Le gouverneur romain de la Syrie, Gallus, en marche contre les insurgés, avait dû lever le siège de Jérusalem, se replier, abandonnant aux révoltés victorieux son arrière-garde et ses bagages. Titus Flavius Vespasianus vint, avec le titre de légat impérial. Intimidés, les juifs de Jérusalem suspendirent leurs atrocités offensives extérieures ; mais dans la ville les tueries systématiques des deux partis aux prises se continuèrent, abominables. Titus laissa les juifs s’épuiser, s’anéantir, tenant la ville étroitement cernée (67-68). La mort de Néron ne modifia rien de cette tactique cruelle.

Le monde des provinces, qui ne pouvait guère distinguer en Néron l’homme du comédien, et qui n’avait pas souffert d’ailleurs de ses extravagances, regretta plutôt l’empereur, ne se souvenant que de ses premiers essais d’administration, favorables aux provinciaux. Toujours sous une influence, et n’ayant à sa portée, comme plaisir, que l’occasion de faire le mal, du moins l’avait-il fait avec munificence, devant un public ébloui. Agrippine, sa mère, impérieuse et corrompue, l’avait exaspéré, et Sénèque, en son discours apologique du parricide, avait exactement exprimé le sentiment public. L’astrologue Balbillus, ensuite, était venu troubler l’esprit de l’empereur, et la timidité naturelle du souverain, alors menacé de toutes parts, craignant pour sa vie, s’était développée en terreur.
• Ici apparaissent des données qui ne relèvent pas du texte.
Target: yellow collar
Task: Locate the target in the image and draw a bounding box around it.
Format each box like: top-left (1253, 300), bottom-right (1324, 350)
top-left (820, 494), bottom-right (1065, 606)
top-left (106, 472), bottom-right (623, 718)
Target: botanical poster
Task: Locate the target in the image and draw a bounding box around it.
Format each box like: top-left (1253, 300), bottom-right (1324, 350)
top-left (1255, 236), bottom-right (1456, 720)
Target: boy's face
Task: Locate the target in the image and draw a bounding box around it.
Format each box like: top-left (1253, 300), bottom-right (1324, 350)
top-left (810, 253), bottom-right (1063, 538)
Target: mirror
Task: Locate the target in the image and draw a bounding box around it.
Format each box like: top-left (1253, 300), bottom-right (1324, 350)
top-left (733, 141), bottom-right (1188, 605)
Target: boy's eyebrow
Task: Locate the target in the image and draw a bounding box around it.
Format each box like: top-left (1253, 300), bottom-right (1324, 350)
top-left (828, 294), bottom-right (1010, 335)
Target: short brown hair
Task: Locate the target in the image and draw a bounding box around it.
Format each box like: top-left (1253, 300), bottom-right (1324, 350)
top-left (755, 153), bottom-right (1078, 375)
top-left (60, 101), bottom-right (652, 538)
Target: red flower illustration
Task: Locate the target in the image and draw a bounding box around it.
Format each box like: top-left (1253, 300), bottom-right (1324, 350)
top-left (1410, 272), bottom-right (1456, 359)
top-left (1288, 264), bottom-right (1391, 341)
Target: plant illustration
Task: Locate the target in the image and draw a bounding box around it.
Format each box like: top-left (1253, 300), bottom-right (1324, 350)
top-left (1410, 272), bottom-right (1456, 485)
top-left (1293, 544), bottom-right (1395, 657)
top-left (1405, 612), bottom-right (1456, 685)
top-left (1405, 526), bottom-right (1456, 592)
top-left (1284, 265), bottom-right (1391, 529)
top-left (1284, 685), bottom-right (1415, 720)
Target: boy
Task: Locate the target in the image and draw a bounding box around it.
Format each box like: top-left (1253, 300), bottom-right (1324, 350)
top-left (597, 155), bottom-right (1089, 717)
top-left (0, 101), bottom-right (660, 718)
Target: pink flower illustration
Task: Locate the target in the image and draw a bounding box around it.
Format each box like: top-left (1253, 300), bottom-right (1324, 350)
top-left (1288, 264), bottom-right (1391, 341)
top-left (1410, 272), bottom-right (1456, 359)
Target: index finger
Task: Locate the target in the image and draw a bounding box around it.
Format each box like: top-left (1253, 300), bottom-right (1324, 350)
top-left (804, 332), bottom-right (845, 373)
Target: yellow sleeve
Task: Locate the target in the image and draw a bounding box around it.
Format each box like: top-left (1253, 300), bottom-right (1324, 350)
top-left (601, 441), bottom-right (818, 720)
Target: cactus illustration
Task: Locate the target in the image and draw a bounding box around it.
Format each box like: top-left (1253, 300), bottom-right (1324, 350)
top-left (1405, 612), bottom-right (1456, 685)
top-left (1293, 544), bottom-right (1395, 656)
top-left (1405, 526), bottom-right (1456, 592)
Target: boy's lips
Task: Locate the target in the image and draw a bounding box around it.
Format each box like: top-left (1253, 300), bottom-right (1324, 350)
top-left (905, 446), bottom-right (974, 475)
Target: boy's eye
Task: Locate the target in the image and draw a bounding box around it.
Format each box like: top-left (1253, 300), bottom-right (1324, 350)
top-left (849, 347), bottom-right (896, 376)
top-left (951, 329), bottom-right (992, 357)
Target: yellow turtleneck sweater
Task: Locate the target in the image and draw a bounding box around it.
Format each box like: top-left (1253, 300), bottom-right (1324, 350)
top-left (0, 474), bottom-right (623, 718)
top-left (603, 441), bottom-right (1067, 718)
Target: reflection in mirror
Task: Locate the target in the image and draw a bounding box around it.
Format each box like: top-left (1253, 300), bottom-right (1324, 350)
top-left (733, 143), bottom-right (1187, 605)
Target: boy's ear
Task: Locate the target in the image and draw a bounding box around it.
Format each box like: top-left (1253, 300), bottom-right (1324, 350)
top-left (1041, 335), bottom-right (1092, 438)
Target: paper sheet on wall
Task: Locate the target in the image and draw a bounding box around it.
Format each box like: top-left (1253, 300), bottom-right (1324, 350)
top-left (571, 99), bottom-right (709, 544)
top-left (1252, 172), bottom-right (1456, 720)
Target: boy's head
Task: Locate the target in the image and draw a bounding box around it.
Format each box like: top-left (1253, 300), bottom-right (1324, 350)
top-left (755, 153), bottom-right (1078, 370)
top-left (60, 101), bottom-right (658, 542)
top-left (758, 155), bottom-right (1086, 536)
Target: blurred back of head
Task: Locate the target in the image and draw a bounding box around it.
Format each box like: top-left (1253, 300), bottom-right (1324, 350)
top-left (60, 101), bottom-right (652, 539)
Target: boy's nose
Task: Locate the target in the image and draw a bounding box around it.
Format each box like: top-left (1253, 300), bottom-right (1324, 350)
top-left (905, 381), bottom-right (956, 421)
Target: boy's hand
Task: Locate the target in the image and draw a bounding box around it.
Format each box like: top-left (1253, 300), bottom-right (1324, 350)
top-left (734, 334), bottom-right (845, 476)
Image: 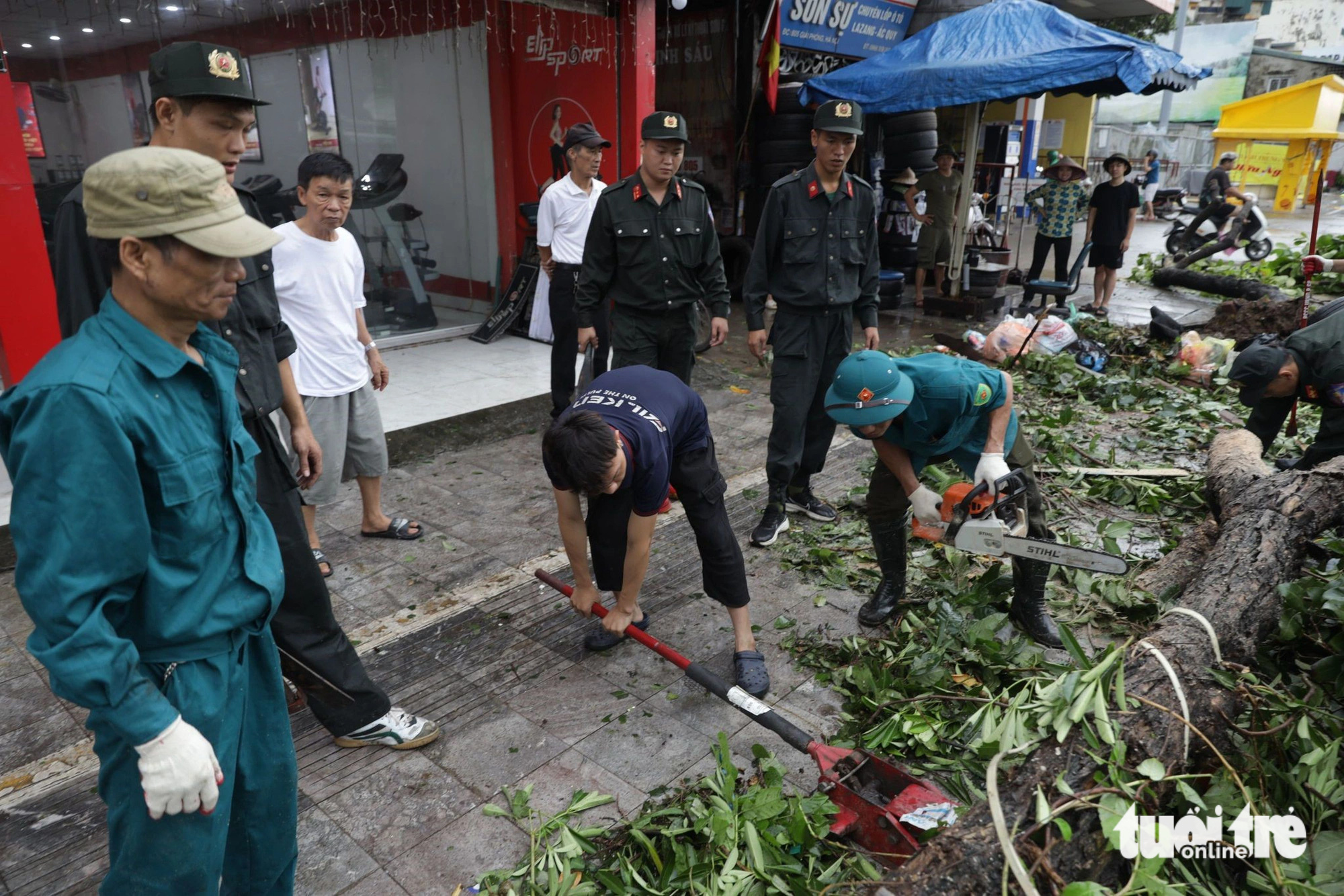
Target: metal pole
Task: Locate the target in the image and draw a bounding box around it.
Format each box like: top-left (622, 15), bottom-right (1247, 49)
top-left (948, 102), bottom-right (985, 298)
top-left (1157, 0), bottom-right (1189, 140)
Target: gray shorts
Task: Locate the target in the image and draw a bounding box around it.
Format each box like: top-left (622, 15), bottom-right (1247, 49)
top-left (296, 383), bottom-right (387, 505)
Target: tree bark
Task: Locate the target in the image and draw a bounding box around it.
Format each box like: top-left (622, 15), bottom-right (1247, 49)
top-left (891, 430), bottom-right (1344, 896)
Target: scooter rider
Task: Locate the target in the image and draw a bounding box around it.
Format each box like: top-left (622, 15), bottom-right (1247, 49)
top-left (1184, 152), bottom-right (1246, 249)
top-left (827, 351), bottom-right (1063, 647)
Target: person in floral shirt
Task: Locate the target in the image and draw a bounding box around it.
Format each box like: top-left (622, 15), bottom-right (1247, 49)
top-left (1017, 156), bottom-right (1089, 310)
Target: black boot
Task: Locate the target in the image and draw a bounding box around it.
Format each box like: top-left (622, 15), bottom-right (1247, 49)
top-left (859, 520), bottom-right (906, 626)
top-left (1008, 551), bottom-right (1064, 647)
top-left (751, 485), bottom-right (789, 548)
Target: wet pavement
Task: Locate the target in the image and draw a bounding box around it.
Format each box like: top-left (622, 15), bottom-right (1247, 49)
top-left (0, 200), bottom-right (1344, 893)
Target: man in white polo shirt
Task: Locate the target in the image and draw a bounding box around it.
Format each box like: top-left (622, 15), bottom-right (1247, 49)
top-left (536, 122), bottom-right (612, 416)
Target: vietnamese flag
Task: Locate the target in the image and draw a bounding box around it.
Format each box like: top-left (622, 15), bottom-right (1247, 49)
top-left (759, 0), bottom-right (780, 114)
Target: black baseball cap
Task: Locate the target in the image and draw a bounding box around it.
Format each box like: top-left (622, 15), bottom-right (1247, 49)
top-left (1227, 336), bottom-right (1288, 407)
top-left (812, 99), bottom-right (863, 134)
top-left (149, 40), bottom-right (270, 106)
top-left (562, 121), bottom-right (612, 149)
top-left (640, 111), bottom-right (691, 144)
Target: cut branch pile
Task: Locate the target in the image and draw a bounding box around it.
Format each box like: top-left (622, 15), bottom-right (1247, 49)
top-left (890, 430), bottom-right (1344, 896)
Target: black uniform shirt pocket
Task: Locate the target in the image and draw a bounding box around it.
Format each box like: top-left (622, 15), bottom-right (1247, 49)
top-left (149, 449), bottom-right (224, 559)
top-left (660, 218), bottom-right (707, 267)
top-left (836, 220), bottom-right (868, 265)
top-left (614, 220), bottom-right (655, 267)
top-left (781, 218), bottom-right (821, 265)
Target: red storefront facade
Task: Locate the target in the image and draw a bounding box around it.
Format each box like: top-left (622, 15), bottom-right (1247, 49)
top-left (0, 0), bottom-right (656, 386)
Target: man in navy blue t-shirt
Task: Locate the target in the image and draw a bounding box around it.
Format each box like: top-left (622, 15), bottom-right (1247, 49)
top-left (542, 365), bottom-right (770, 697)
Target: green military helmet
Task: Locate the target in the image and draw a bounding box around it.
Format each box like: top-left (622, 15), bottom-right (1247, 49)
top-left (812, 99), bottom-right (863, 134)
top-left (827, 349), bottom-right (915, 426)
Or, la santé de Néron était exubérante ; un sang de taureau, épais, tendait ses veines gonflées, le congestionnait sans cesse, et il dictait aux bourreaux, avec une férocité de fauve traqué, des sentences terribles, toujours, alors même que de simples mesures de police eussent été amplement suffisantes pour le tranquilliser. Néron, vrai Romain, inaccessible à la pitié, ne faisait guère qu’appliquer en tyran la loi d’autorité paternelle. L’application correcte de cette idée légale ne devint odieuse que parce qu’elle fut multipliée dans la mesure des attentats perpétrés, continuels, et parce qu’elle atteignit des innocents. Néron, en somme, cruel et prétentieux, ne fut pas plus une exception parmi les Romains de son temps, que les débauches basses et les ambitions grossières de Messaline et d’Agrippine ne furent un scandale de société.

Sa recherche de l’imprévu, de l’extraordinaire, de l’impossible, retenait le malheureux Empereur dans l’égarement d’un idéal irréalisable, monstrueux. Ses honteuses amours et ses sottes impiétés ne seraient guère que les manifestations, à la fois incohérentes et logiques, d’un insensé qu’affole une insatiable curiosité d’artiste. Peintre, sculpteur, poète, chanteur, il quémandait les applaudissements, les ordonnait ensuite, finissait par enrôler une légion de claqueurs, s’illusionnant, jusqu’à en jouir pleinement, du succès factice qu’il s’était assuré ; et c’est pour se donner cette fausse jouissance qu’il condescendait aux plus humiliantes exhibitions, poursuivant, traquant jusqu’à la mort les poètes dont il enviait le talent ou jalousait la popularité.

Ce qui sera caractéristique et surprenant dans l’histoire semi-légendaire du Néron abominé, — l’Antéchrist, — c’est que malgré tout, malgré même sa fuite lâche et le ridicule de son hésitation devant la mort inéluctable, son nom restera populaire. Des esclaves et des affranchis, fidèles à sa mémoire, vinrent longtemps jeter des fleurs sur son tombeau. En Orient, notamment chez les Parthes, un faux Néron trouvera des admirations restées intactes, dévouées.